One hopes all taxi drivers are good at this.

London cabbies are expected to learn ‘The Knowledge’. This is a vast repertoire of different and often complex routes though the capital. It takes on average 2 years to assimilate this content fully and researchers have shown that the process of doing so increases the size of parts of a cab driver’s brain responsible for navigation. However, you won’t even be able to apply this knowledge unless you are technically capable of driving a cab i.e. you possess the right skills. Arguably ‘The Knowledge’ discriminates against potential cab drivers with long-term memory difficulties, who could manage to find addresses with the help of  satellite technology and still provide a cheerful door-to-door service for clients who are in a hurry (like those who were getting to yesterday’s conference).

Which comes back to the bigger question of what we really want from learning outcomes. In fact we want combined facets of knowledge and skills. Using another analogy of raising a new building, we need ‘essential’ i.e. consensually agreed knowledge to provide us with solid foundations and strong walls built with the right skills, to keep the whole structure up for many years against all kinds of environmental effects.

Let’s drop the term ’21st Century skills’ and move on to the here and now.


11 thoughts on “Let’s drop ’21st Century skills’ and move on to the here and now

  1. :O Someone nicked my analogy! 😉 http://wp.me/p1k9HQ-f6 I don’t mind – it makes the point well.

    [I’ve been banging on about the development of skills alongside knowledge for a while now. They are of equal importance in many areas of the curriculum. 🙂 ]

  2. Was always aware that ‘skills’ wasn’t a favourite term for some (ex)ministers, but I am shocked by what they have done to History, shifting the balance right back from skills to facts. Nick Gibb is advising on the London Curriculum now …

  3. Yes though the problem is whether to assess it or not to ensure it is taught, and if yes, then how to do it without making it a ‘jumping through hoops’ exercise for most students. If only life were easy …

    • Well! To my mind, if a skill being taught is needed as part of what that ‘subject’ is, then the level of competence that a student has in that skill needs to be measured!

      All this anti-coursework came in in the first place, because the Secretary of State didn’t believe the integrity of the professionals delivering the course.

    • I’ve been thinking some more – specifically relating to Science, which has been struggling to address this for a while now.

      Bearing in mind that I think coursework is a better reflection of how things happen ‘in the real world’, and so is a more realistic way of assessing skills than an exam;

      And bearing in mind what I said up-thread about practical experimentation being a good way of facilitating learning;

      Shouldn’t we expect students to be doing experiments quite a lot? And wouldn’t the teacher mark competence in certain areas: data collection; use of the data; conclusions drawn etc.?

      Wouldn’t a modal mark of say half a dozen experiments over the course (or broken down marks for the experiments) be enough?
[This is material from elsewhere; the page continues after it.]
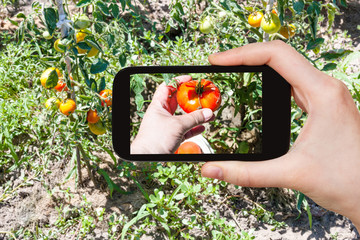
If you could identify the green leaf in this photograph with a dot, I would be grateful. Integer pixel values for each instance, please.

It could be moderated, after all.

  4. This whole area was discussed at last week’s SCORE conference about which I blogged in the post before this one. The devil is in the detail and how the majority of teachers respond to what would be expected of them.

    • Apologies. I don’t know why, but I somehow missed your last post.

      I maintain that it needs to go back to where it was – if it ain’t broke… Despite trying, I’ve never been able to make a silk purse… (to use another cliche).

      After all this scrutiny, all that’s been uncovered (if we didn’t know it before) is that often there’s no simple right or wrong answer, and that consequently, marking has some subjectivity to it. Well woopydoo! Does that really me that teachers continually make a poor assessments? That’s not been my experience.